Here’s how different verticals can make use of communication localization.

Banking

Banks send out numerous communications to their customers on a regular basis. Every transaction, every ATM withdrawal, every net banking interaction is recorded, with summaries of these records sent to customers over multiple channels, primarily SMS and e-mail.

Every time you make a withdrawal for example, you get an SMS from your bank with details of the withdrawal – the amount, the branch, your current balance, withdrawal details, and your account details.

These communications, of course, carry critical information, since they’re related to one’s money. There’s no justification for making them more difficult to read for customers.

Localizing these different communications solves that by letting banks share financial communications in a user’s own language, bringing them closer and involving them more and more. Localization lets banks speak to their customers in their own language, which significantly helps build trust.

After all, that’s what banks want, right?

E-Commerce, Logistics & Supply Chain

E-commerce sites usually communicate with customers by sending them step-by-step notifications of their products. When you place an order, you get a notification. When the order is shipped, you get a notification. When it’s on its way, you get a notification.

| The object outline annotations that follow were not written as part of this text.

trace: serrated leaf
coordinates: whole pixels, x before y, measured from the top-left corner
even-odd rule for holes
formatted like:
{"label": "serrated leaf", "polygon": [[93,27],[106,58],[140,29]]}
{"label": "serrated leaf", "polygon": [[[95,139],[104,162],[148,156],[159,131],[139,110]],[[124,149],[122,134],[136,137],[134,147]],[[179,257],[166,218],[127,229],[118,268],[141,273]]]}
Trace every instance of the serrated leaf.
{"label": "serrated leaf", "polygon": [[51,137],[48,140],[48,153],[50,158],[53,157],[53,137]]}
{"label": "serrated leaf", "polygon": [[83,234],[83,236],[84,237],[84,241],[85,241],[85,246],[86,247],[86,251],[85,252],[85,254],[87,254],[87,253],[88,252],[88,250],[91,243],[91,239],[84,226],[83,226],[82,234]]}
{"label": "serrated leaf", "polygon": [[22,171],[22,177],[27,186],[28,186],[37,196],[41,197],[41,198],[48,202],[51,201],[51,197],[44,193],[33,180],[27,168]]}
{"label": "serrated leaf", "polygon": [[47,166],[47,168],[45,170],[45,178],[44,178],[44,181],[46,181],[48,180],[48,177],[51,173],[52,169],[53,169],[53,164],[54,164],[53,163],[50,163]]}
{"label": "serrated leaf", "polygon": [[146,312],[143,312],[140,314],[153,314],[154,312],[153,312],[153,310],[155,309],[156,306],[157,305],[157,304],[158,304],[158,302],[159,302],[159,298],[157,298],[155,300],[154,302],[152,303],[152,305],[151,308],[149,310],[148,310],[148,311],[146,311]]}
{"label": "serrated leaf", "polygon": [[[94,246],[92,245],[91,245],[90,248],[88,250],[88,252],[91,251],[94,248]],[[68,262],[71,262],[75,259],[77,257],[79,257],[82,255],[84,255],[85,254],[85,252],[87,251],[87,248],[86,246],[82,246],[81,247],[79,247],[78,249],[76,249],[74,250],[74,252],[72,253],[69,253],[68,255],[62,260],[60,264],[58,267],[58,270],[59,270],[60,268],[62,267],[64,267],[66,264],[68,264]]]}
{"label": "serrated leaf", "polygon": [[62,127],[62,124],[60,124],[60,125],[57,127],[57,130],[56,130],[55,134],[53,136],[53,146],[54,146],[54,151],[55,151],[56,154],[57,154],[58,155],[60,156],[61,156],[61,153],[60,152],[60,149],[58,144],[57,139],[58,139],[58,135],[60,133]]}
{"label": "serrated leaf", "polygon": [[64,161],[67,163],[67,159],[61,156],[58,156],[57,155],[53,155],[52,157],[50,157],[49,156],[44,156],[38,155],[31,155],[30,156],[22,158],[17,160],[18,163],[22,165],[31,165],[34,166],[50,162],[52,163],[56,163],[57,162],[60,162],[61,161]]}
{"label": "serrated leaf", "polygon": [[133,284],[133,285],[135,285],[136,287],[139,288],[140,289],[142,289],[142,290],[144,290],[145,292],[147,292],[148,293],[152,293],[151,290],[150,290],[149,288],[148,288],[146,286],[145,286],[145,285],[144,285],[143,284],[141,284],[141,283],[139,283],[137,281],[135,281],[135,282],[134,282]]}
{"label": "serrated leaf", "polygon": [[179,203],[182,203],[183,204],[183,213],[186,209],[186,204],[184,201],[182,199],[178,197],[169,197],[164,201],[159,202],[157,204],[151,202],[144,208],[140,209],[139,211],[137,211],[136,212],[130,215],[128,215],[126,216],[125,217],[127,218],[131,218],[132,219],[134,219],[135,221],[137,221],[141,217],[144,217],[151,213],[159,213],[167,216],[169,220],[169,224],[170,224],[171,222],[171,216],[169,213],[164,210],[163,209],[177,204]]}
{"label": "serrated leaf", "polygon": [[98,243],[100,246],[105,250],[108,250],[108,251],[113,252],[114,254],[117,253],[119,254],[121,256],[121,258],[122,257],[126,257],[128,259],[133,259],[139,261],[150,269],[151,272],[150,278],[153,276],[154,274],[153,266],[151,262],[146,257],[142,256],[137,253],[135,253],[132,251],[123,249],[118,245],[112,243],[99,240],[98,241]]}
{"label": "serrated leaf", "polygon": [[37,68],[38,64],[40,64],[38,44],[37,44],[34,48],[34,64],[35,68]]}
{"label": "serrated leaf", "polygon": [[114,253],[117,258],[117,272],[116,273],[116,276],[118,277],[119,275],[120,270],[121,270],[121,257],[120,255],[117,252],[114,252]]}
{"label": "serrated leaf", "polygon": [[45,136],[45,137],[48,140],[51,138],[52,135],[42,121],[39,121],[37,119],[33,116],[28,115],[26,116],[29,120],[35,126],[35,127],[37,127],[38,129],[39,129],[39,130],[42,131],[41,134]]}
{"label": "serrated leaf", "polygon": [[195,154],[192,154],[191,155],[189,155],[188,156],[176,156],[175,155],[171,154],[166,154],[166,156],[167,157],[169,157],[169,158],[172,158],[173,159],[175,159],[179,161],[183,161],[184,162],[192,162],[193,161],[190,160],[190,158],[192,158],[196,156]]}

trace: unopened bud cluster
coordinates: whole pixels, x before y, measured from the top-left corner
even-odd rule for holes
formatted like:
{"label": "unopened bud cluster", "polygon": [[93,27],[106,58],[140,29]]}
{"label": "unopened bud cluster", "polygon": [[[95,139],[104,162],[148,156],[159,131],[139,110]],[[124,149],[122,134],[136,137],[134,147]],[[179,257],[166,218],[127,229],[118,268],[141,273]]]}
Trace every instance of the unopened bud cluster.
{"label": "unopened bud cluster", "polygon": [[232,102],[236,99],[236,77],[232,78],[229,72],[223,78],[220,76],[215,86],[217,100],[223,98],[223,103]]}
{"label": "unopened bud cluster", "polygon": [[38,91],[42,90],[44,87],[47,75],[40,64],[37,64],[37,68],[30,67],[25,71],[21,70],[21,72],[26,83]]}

These notifications need to reach customers in their own language, informing of what their order status is. It doesn’t make sense for someone to order something and then be unable to figure out what its order status is.

These processes are handled by people in logistics and the supply chain. They handle all the steps between your placing an order and your receiving the order.

In a logistics context, localizing notifications has other benefits – it helps reduce human costs as well. Not all employees involved in delivery and logistics understand English. By providing instructions in employees’ own language, companies can cut down on human resource costs, improve efficiency, and reduce confusion.

Healthcare

Hospitals, clinics, and many healthtech companies communicate with patients through SMSes and e-mails, informing them of doctor availability, appointments, invoices, prescriptions, and more.

Now obviously, these communications contain critical information. Patients need these communications – they’re essential. Given how important they are, it follows that they need to be localized as well.

Localizing Notifications

Portal localization is quite different from notification localization. Most notifications follow set templates for different situations, with text that stays common, with certain fields like names, addresses, and more specific details that change.

The static content that’s fixed and unchanging should be translated and kept ready. The additional fields that feature dynamic content and change from notification to notification need to be localized separately, and in real time – they need to reach the user immediately after sending.

Which brings us to our second point – given the volumes of notifications sent out and how they need to be instant. A system should be able to generate a localized notification in a matter of seconds. The relevant dynamic content information needs to be localized, using a mix of translation and transliteration (for proper nouns) as needed, fit into the already localized template, and sent out to the user’s inbox.

All this with no loss in meaning.

Conclusion

As more and more companies realize the importance of localization, they need to keep in mind that a user’s language experience doesn’t end with the website or app they’re on. It extends across multiple digital channels, and all of them need to be localized.

In addition to providing information in a user’s own language, speaking to a user in their own language is a quick and simple way to build more trust with them.